Alors que le Bénin préparait la tenue des élections présidentielle et législatives de 2011, le président Boni avait lancé des confins de l’Ouémé/Plateau l’idée de la nécessité de refonder la République. Coup de tonner dans la classe politique nationale. D’où le chef a-t-il tiré ce nouveau concept. La population, elle, est restée sans réaction (comme d’habitude). Tout le monde attendait que le président donne sens à son concept de refondation. Très tôt des hommes du pouvoir Yayi font leurs le concept. Et en lieu et place d’explication du concept, il y eut des défenseurs de ce qui ressemble désormais à un slogan politique, un mot d’ordre. Les ministres, les acteurs politiques proches du chef de l’Etat, les députés de la mouvance présidentielle tout ce beau monde se jette à l’eau. Il faut refonder le Bénin. Toutes les valeurs positives sont perdues. La période électorale à donner un coup de froid à la grande campagne en faveur de la refondation. De temps en temps, le chef de l’Etat, candidat à sa propre succession, revient sur le sujet. Mais c’est finalement dans le discours d’investiture que le chef de l’Etat ramène le concept de refondation au cœur de son programme pour l’avancée du Bénin vers l’émergence. Et c’est alors que la chose prend une allure plus sérieuse. La refondation aura bel et bien lieu. Les plus sceptiques ne donnaient pas plus  de temps de vie aux autres notions et concepts lancés pêle-mêle par le prince du changement. Dans tous les cas, quelque soit le bord politique, tous se sentent concernés par ce nouveau concept.

Albert Tévoédjrè, Médiateur de la République, n’est pas resté hors de la mode. Il pense qu’il faut que les Béninois soutiennent le président de la République dans sa volonté de refonder le Bénin. Très vite il fait germer l’idée d’une conférence "nationale" sur ce concept. Le séminaire national fut programmé. Les invités avaient déjà reçu les courriers. Mais, problème. Des communiqués tous azimuts ont été sont lancés sur les diverses chaînes. Il reste presque 48 heures pour qu’Albert Tévoédjrè goûte à un nième plaisir de lancer un séminaire mobilisateur. Mais nouveau coup de tonner. Un communiqué passe sur les chaînes annonçant le report de la rencontre. Le plus triste aura été la portion de phrase de ce dernier communiqué qui reporte pour plus tard la tenue de cette rencontre. Il y est aussi dit que « les nouvelles dates de tenue de cette rencontre seront communiquées les prochains jours ».

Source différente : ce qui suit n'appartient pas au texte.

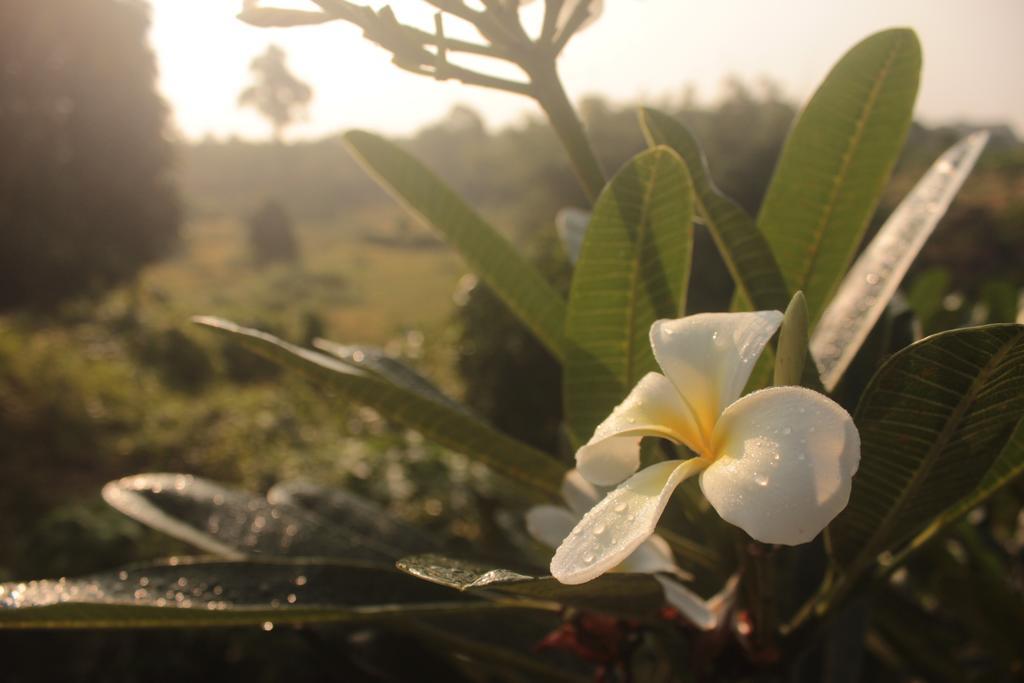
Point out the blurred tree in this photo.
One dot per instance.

La pourriture a gagné le projet du chef. Annuler, à quelques heures de son ouverture, un séminaire de promotion d’un concept cher au chef de l’Etat semble être la preuve que le chef n’est pas prêt pour la mise en œuvre de son concept. Les incrédules criaient déjà victoire. Les chantres du pouvoir eux n’y voyaient qu’un léger retard d’organisation. Et les jours passèrent puis plus rien.

Alors que le chef de l’Etat fait une descente au siège technique de la Cps/Lépi, il sort un nouveau concept pour dire sa fierté de ce qui a été fait par rapport à la Liste électorale permanente informatisée (Lépi). « La révolution vient de commencer. Elle ne s’arrêtera pas»

De la refondation à la révolution, il y avait pour Boni Yayi un pas qu’il a tôt fait de franchir.

 

Galvaudage et cafouillage

L’histoire a retenu que les grands hommes des siècles ont promu des concepts qu’ils ont tenus durs comme fer. Ils ont combattu des combats pour que ces concepts soient adoptés par le plus grand nombre afin qu’ils soient mis en œuvre.

Mieux, ceux-là qui n’ont pas pu tenir ferme à un seul concept mais qui ont plutôt passé le fort de leur temps à remplacer des concepts par d’autres ont été autres que des grands hommes. Le pire a été que ces hommes ont été plutôt des obstacles au développement de leur communauté. Les concepts de refondation et de révolution sont bien fédérateurs des peuples. Mais lorsqu’ils sont mélangés sans contenu réel, la communauté n’y gagne rien, bien au contraire.

Alors où va le président la République ? Entre galvaudage et cafouillage, le Bénin n’est pas loin de perdre des années sur l’autoroute du développement.